All those things bring stress, discontent and maybe even helplessness to our lives. But we can take control of ourselves and our own choices. One of those choices we can make is to choose happiness, regardless of the material situations we might find ourselves in.
More often than not, I think happiness can be an elusive thing. We get bogged down in those things we cannot control. Last summer we begged for rain; this year we beg for more than 48 hours of dry weather. We get mired down by corn seed still sitting in a bag in the shed while a lake is forming in the fields, a bumper crop of hay standing in the field that we cannot harvest, our best cow going down with milk fever.
We let ourselves get wrapped up in the details, the trivialities of everyday life. We forget to stop and smell the roses, forgetting to take time to revel in the glory of an early summer sunrise, enjoy the rough tongue of a newborn calf on our fingers.

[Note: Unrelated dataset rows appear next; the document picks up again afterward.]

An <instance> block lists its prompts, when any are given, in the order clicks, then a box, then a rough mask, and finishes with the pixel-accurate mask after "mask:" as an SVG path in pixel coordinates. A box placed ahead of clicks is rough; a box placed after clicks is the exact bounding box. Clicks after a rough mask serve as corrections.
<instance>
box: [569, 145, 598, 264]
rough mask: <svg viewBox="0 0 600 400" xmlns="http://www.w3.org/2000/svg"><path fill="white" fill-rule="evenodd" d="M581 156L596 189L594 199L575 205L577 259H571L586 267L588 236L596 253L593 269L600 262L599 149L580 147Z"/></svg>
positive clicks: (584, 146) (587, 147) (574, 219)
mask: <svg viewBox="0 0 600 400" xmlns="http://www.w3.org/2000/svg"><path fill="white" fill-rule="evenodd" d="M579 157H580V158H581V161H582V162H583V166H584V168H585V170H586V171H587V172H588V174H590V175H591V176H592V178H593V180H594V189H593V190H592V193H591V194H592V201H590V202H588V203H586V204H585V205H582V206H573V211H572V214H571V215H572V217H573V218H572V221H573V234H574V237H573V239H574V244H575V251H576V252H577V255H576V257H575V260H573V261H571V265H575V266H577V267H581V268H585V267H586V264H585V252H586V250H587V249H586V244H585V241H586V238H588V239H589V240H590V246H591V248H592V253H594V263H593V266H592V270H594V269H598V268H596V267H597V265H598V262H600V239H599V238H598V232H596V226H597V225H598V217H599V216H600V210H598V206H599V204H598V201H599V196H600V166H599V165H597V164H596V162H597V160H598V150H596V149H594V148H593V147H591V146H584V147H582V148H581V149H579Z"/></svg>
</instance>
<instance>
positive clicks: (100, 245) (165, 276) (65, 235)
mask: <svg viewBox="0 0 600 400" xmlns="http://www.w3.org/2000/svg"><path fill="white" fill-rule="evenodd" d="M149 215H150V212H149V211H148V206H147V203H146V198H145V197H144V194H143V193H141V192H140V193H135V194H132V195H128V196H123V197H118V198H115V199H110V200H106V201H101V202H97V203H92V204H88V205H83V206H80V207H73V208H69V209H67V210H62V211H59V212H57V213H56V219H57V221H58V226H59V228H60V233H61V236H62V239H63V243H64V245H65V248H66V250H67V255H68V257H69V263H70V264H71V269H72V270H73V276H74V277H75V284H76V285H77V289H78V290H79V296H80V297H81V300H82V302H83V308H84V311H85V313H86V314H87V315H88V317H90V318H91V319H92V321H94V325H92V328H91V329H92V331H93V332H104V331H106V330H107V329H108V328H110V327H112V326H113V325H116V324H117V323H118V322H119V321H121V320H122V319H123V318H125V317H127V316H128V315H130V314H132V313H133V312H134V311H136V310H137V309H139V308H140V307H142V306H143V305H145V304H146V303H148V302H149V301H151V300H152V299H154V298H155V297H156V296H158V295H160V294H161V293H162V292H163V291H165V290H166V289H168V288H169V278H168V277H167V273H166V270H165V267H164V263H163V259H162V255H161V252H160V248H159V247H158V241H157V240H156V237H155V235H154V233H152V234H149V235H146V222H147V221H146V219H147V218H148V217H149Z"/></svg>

As life seems to get more hectic and jam-packed as the years go by, I admit I sometimes lose sight of the forest because of the many trees and get mired down in the inconsequential details or problems of life. I end up with a glass-half-full outlook, borrowing trouble before it comes. I doubt I am alone in that propensity to become overwhelmed with the chaos of life.
But I try to keep in mind that, as Miller admonishes us, we can indeed seek out happiness by choice. All we have to do is put our mind to it, to make that conscious choice. Just knuckle down, buckle down and do it, do it, do it.